Diff for "MarkDetermann"

Differences between revisions 1 and 2

Contact Details

Email: md8580 AT SPAM _BARFOO_ FREE bris DOT ac DOT uk)

Alt Email: qwerty360 AT SPAM _FOOBAR_ FREE gmail DOT com

IRC nick: qwerty360

VOIP: sip://markd@217.155.162.65 (Warning due to known NAT issues and the difficulty of testing this without a second voip server I cannot guarantee this will work! Please tell me if it doesnt work so that I can try and fix any issues!).

About Me

I am a second year Maths and Computer Science Student at the University of Bristol in the UK.

I have been using open source software (and mercurial) for a while, although so far I have never contributed (something I hope to fix this year). I am interested in doing the Google Summer of Code with mercurial as it has benefited me in the past.

I normally program in C or Java although I am now learning python. (Mostly by playing with Mercurial. If anyone has any suggestions of good projects or resources for learning python they would be much appreciated.)

Google Summer of Code 2010

At the moment I am looking at the 'Better Changeset Discovery' idea. Pending discussion with people who know the code better I have a few ideas/questions/notes already about it.

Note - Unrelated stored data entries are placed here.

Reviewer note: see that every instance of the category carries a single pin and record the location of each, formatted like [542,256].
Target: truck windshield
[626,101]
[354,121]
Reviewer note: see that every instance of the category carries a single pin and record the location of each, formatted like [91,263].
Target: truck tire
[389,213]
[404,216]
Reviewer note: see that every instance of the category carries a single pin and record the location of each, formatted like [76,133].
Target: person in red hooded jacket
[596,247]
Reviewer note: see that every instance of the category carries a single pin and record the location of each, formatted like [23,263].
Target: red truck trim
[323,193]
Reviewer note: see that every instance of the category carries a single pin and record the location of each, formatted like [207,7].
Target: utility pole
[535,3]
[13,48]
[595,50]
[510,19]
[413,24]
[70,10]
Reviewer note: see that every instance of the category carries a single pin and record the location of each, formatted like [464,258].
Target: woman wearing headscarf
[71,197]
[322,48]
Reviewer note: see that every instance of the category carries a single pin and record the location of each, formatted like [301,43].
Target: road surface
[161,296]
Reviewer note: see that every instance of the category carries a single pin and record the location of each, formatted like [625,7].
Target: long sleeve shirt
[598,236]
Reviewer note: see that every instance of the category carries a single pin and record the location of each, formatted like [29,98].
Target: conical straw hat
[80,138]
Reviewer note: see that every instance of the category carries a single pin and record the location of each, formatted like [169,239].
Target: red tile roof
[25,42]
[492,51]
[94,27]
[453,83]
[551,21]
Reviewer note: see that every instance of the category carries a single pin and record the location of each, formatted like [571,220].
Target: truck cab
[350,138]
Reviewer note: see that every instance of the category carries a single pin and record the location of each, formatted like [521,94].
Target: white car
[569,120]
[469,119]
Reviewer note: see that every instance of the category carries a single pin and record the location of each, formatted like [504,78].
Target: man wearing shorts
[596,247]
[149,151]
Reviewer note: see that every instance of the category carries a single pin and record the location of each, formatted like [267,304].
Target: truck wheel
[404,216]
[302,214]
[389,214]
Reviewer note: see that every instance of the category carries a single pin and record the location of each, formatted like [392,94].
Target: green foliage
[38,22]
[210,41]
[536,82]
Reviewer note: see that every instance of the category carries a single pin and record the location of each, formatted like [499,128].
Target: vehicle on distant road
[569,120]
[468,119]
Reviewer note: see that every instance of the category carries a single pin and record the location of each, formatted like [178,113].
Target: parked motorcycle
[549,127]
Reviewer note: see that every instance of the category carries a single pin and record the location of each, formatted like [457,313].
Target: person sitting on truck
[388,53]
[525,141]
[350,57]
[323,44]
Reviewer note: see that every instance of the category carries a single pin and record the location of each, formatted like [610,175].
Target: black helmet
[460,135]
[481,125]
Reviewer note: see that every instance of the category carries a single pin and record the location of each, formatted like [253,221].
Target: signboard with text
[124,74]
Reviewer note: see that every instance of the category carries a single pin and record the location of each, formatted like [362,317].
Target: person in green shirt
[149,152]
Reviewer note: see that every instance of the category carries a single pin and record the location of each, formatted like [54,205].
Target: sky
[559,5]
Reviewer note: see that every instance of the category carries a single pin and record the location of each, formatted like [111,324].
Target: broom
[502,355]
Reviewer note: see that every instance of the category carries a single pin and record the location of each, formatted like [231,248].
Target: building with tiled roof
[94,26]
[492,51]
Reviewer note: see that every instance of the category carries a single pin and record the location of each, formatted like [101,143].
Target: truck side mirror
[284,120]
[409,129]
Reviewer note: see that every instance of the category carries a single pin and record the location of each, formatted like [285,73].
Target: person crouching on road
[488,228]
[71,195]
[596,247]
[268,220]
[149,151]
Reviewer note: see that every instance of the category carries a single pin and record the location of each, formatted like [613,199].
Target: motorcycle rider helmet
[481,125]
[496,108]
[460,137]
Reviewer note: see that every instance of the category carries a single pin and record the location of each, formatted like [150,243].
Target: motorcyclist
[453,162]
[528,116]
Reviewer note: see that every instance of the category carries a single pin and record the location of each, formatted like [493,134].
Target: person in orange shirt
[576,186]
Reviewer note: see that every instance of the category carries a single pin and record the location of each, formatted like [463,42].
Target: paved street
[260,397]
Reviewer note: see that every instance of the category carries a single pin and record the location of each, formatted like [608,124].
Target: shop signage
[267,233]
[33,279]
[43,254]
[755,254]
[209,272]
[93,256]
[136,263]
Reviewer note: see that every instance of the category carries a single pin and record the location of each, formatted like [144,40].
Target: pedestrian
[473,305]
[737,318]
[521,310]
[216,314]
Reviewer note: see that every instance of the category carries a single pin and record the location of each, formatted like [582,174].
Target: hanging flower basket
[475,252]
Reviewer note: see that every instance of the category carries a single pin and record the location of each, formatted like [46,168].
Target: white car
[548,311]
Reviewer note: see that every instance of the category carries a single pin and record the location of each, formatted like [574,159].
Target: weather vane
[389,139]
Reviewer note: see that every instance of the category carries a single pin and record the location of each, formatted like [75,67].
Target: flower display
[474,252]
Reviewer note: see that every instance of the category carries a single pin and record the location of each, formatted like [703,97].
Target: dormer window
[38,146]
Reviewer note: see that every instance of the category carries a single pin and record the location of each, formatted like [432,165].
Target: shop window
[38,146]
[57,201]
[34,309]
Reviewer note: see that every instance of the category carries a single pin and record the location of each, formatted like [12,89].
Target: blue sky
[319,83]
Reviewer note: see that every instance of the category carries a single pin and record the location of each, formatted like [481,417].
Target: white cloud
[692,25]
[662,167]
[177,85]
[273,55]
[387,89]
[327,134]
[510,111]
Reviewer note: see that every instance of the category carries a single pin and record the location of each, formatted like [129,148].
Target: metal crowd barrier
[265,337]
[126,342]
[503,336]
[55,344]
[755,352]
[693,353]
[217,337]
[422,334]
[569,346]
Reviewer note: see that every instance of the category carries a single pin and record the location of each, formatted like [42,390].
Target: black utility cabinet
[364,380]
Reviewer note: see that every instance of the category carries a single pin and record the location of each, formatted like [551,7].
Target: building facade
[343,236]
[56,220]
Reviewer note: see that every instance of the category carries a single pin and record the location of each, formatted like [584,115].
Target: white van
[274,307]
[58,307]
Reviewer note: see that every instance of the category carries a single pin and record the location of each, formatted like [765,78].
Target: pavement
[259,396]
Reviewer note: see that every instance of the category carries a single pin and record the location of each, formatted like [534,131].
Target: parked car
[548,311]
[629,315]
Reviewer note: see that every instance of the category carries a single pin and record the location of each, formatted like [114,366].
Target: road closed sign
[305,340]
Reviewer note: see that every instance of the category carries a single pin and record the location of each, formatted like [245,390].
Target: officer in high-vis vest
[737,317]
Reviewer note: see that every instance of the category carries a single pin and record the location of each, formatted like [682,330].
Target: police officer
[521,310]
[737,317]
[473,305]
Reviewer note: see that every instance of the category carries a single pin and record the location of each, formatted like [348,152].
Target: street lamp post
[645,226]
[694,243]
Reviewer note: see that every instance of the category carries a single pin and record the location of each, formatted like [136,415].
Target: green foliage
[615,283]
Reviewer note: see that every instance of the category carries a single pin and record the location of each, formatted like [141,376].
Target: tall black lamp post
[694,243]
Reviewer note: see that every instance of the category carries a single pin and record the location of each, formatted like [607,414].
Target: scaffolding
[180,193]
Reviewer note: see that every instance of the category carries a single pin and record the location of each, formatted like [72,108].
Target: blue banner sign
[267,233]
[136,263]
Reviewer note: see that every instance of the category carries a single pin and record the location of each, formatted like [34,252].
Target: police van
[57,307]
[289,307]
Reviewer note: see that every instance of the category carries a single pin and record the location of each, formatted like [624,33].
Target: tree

The following covers what I believe is a fairly large scope!:

Some(most) of the following does not consider that a rough protocol has already been designed and appears to be in the process of implementation.

Minimize round trips over everything else. On a 1mbit connection sending 100 160 bit ID's, assuming an overhead taking them up to 300bits is faster than doing an extra round trip. given that connection throughput is increasing all the time, but latency is much harder to improve upon this is going to become more significant over time.
Minimize server/client operations secondly. Searching the graph for the ID's is not a fast operation. While this can be done in log n time with a sorted list this means pre computing one and adding to it on each commit. This may still be the optimum solution.
Optimize pull over push
- only need to know differences one way most of the time
- push is normally done after pulling code and merging
- push cares if server is different to give warning and allow for merging, but not how different
Precomputation: possibly precomputation of the graphs could be done on each commit to find changesets where being common indicates all prececiding changesets must also be common (cuts across 1 point) (check these before checking parallel branches to rapidly classify sections)
- implement as extension? use with large projects for improved performance of major repos? how to ensure precomputation is done by submitters instead of server if extension?
- Use called C for relatively fast graph processing?
Divide and conquor techniques (treat branches that dont merge later on as sub problems to simplify process).
varying length of reverse hop based on how often repository is used? more used repositories have more commits to deal with!
How are others solving the problem
- other DVCS's, e.g git
- Dependancy management (e.g apt) -- similar problem, treat each predecessing changeset as a dependancy for current changeset?
Testing
- Aim is to improve performance, so you need rigerous testing to ensure that changes have actual benefits
- Automated random repository generation
  - allows testing of some extremes
    - likely to show performance changes
    - e.g. complex branch operations
  - dissimilar to real world
  - Lots of tests
  - proper design would be useful for testing other mercurial development
- Large repositories
  - Kernel, mercurial, etc
  - Real world tests
  - rarely worst case
- Combination of automatically generated and manually generated code is best.
- Use hg incoming and hg outgoing to test performance?
- Tests with simulated latency?
  - extension using hook with wait command?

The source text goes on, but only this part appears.